My 'Year of Intention' began with the purchase of a very popular and rather pricey planner, and I dreamed of all the fascinating events that would fill its pages. Some of those things did happen, yet life, with all its ups and downs, moved on like normal while my intentions struggled to keep up.
I rang in the New Years with a midnight 5K then spent the next afternoon in minor med getting a tetanus shot for a mysterious cut I got during the race. Over the next few months, I threw myself into trying new things: voice lessons, drawing classes, painting classes, gluten-free/dairy-free/egg-free diets. I read books about habits and listed to podcasts on creativity. I saw a life coach, went on road trips and otherwise 2015-ed so hard that I was in danger of losing myself.
This year was supposed to be a great year of self-awareness and achievement, but really, it was like any other year.

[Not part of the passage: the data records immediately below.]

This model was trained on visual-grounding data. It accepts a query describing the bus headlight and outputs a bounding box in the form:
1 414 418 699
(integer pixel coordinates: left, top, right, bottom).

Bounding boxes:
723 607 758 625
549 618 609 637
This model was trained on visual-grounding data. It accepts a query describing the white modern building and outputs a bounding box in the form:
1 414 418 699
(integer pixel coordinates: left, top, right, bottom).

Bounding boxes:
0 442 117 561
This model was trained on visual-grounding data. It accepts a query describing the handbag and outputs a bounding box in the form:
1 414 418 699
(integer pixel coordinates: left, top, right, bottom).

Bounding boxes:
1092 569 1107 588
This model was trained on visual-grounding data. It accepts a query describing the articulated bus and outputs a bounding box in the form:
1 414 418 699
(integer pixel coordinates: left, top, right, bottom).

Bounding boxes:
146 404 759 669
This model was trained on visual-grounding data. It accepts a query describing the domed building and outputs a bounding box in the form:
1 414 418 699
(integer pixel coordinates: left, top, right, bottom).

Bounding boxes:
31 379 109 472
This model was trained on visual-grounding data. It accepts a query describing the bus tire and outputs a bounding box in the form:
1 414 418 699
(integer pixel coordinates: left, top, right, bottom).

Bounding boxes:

It taught me this: You can't measure your life in accomplishments or checked boxes. I wanted this year to be amazing and different, but I never accepted 2015 for what it was — another year in my life.
Even with the best of intentions, life goes its own way. My car was totaled. My dog died. I tried so hard to make this year something wonderful, but I forgot that I do not control what happens to me.
It was a year of turning 30 and learning that a number doesn’t fundamentally change who you are. My birthday brought me neither wisdom nor wrinkles, but it was a day full of cake and laughter and music. It’s been a year of trying new things and learning that it’s okay to walk away from things that are not working. Goodbye, life coach. So long, dairy-free/egg-free diet.
It hasn’t been the best year of my life, but then that’s a lot of pressure for a year to live up to. My attempt at living intentionally has taught me that a morning routine gets my day off to a better start, that cutting out gluten makes me feel better, and that even with the best of intentions, you may not have the year you planned.